Ozeki read excerpts from The Book of Form and Emptiness, a novel that follows the life of a 13-year-old who hears objects speaking to him. She discussed the many influences that contribute to her writing and answered numerous questions from a riveted audience. The Book of Form and Emptiness recently won the Women’s Prize for Fiction and the BC and Yukon Book Prize.
- Paul Duff collaborated with Margaret M. Mitchell from the University of Chicago on a revision of the new revised standard version (NRSV) translation of 2 Corinthians for the 30th anniversary of the publication of the NRSV Bible. He also wrote “The Corinthian Correspondence” in T&T Clark Handbook on the Historical Paul and “From Sinai to Corinth: Paul’s Allusions to Moses and Scripture in 2 Cor 2:14-4:6” in Scripture, Texts, and Tracings in 2 Corinthians and Philippians.
- Robert Eisen’s forthcoming book, Jews, Judaism, and Success: How Religion Paved the Way to Modern Jewish Achievement, has been accepted at the University of Toronto Press, and is due out in May 2023.
- Mohammad Faghfoory delivered a keynote speech on “The Possibility of Integration of Islamic Concept of the Science of the Soul and Modern Psychology” at the Alkaram Institute. He gave several lectures this year including “The Meaning of Ramadan and the Eid al-fitr celebration,” delivered to 67 global MBA students participating in Consulting Abroad Program, Trachtenberg School of Business Administration. He wrote the following publications: “Combating the Religionization of Terrorism: Governmental, Inter-Governmental, and Non-Governmental Perspectives”; “Nasir al-Din Al-Tusi’s Ethics and Concept of Social Class”; an essay review on Ayman S. Ibrahim; Conversion to Islam: Competing Themes in Early Islamic Historiography; and “Shah Esma‘il, Deputy of the Hidden Imam” (in collaboration with Willem Floor) in Zeitschrift der Deutschen Morgenlandischen Gesellschaft. For the second year in a row, he delivered the invocation speech at GW’s commencement ceremony on the National Mall.
- Irene Oh and ESIA Professor Rollie Lal secured a $3,625 grant to establish a University Seminar, GARNET: The Global Affairs and Religion Network. GARNET brings together faculty and graduate students from across the university to discuss research and current events over monthly roundtable discussions.
Alumni Class Notes
- Fiona Carmichael, BA ’22, winner of the Harry Yeide Prize, received a Dean’s Scholarship for the University of Maryland Law School and is a first year law student.
- Ricardo Flores, BA ’22, works in the finance department for SPIDR Tech, a law enforcement software company.

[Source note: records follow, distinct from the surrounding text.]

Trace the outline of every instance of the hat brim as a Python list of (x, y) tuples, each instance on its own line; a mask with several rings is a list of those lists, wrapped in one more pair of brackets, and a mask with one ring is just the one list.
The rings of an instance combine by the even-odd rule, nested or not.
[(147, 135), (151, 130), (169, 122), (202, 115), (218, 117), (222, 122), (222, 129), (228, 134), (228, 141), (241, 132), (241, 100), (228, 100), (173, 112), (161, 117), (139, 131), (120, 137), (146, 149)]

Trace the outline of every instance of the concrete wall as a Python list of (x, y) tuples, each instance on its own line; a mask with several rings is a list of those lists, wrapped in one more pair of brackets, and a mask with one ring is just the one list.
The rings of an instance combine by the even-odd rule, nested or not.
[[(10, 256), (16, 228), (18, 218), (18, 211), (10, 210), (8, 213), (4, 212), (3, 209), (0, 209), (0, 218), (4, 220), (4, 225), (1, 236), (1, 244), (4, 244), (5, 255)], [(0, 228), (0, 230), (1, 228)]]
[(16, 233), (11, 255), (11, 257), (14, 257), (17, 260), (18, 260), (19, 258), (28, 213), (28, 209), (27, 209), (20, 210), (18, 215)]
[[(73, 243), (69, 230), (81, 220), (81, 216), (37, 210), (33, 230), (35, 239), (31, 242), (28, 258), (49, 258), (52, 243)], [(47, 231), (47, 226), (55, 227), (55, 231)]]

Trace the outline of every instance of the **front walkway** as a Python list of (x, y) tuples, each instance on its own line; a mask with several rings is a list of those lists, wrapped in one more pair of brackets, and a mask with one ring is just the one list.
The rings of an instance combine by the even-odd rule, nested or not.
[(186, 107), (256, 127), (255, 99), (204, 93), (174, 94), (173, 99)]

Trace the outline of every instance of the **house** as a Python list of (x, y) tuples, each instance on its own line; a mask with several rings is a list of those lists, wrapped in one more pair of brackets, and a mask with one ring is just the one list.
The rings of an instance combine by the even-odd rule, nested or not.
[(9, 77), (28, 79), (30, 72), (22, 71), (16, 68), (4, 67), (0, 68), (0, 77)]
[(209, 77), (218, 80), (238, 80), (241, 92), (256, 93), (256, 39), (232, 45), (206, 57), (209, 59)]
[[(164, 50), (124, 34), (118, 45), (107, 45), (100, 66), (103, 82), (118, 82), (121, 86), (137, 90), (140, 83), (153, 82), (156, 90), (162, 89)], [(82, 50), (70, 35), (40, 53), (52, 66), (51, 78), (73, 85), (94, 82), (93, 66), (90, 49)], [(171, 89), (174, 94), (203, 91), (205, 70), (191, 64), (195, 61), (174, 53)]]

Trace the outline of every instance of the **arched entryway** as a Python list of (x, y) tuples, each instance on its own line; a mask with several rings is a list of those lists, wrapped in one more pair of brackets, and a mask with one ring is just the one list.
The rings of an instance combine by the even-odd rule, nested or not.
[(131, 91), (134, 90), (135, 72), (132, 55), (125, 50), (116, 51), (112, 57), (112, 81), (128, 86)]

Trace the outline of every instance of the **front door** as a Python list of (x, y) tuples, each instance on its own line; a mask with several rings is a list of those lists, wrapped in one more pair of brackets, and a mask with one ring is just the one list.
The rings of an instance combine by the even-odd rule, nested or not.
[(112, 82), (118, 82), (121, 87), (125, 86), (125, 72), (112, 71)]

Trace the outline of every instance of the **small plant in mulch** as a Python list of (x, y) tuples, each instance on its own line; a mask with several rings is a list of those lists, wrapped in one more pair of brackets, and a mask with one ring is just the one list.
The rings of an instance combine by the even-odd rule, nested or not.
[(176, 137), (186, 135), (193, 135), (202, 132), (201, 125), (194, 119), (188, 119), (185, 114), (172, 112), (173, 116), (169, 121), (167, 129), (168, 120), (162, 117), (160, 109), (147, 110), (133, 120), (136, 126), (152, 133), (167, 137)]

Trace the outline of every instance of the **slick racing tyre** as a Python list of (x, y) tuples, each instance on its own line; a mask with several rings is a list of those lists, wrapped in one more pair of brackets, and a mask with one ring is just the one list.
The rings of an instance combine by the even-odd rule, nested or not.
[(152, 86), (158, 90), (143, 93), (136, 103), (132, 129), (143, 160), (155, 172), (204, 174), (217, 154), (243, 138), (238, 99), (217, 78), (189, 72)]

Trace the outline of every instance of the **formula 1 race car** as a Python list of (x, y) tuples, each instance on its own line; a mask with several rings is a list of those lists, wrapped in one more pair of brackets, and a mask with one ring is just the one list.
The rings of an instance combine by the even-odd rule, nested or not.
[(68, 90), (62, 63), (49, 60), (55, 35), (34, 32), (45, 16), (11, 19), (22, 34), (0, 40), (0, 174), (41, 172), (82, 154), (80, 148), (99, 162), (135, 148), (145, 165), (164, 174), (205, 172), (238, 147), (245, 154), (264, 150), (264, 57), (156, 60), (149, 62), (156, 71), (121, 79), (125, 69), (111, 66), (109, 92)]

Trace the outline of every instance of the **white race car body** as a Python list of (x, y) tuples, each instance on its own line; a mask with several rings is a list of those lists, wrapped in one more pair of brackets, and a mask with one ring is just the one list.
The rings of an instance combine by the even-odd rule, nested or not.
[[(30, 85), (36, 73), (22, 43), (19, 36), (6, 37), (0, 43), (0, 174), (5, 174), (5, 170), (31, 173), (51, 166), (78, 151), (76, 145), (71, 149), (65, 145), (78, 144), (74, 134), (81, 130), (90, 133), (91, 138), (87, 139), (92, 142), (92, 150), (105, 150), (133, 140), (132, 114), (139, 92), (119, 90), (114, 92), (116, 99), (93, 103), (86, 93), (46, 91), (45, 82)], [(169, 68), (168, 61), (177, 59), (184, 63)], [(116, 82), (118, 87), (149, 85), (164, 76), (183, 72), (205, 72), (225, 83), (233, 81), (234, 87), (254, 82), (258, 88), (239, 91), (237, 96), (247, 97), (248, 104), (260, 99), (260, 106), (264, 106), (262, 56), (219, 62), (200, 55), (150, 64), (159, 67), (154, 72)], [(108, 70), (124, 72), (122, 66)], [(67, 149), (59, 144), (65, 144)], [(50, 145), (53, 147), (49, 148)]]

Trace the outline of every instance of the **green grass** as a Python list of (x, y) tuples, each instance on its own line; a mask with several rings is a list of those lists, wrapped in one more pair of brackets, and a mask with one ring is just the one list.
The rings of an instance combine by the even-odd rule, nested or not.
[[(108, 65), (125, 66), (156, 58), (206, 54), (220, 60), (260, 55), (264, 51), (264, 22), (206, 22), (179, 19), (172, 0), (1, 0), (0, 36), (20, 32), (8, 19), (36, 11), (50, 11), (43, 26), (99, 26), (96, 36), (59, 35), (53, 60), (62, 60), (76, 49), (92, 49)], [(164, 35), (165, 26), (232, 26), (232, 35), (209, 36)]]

- Matthew DeGioia, BA ’13, JD ’20, is a practicing lawyer at Andalman & Flynn, P.C. He is barred in Maryland and the District of Columbia and specializes in disability benefits, estate planning, probate litigation, guardianships and other areas of civil litigation.
- Olivia Dunn, BA ’20, began working with the Smithsonian Institution National Museum of Natural History in procurement, finance, and acquisitions after a year of teaching special education.
- William Klein, BA ’19, is pursuing a Master of Arts degree from the Graduate Theological Union with a focus on inter-religious studies. His time in the religion department helped set the course for his career.
- Elyssa Scharaga, BA ’09, is a clinical neuropsychologist and co-director of the Center for Cognitive Health in New York.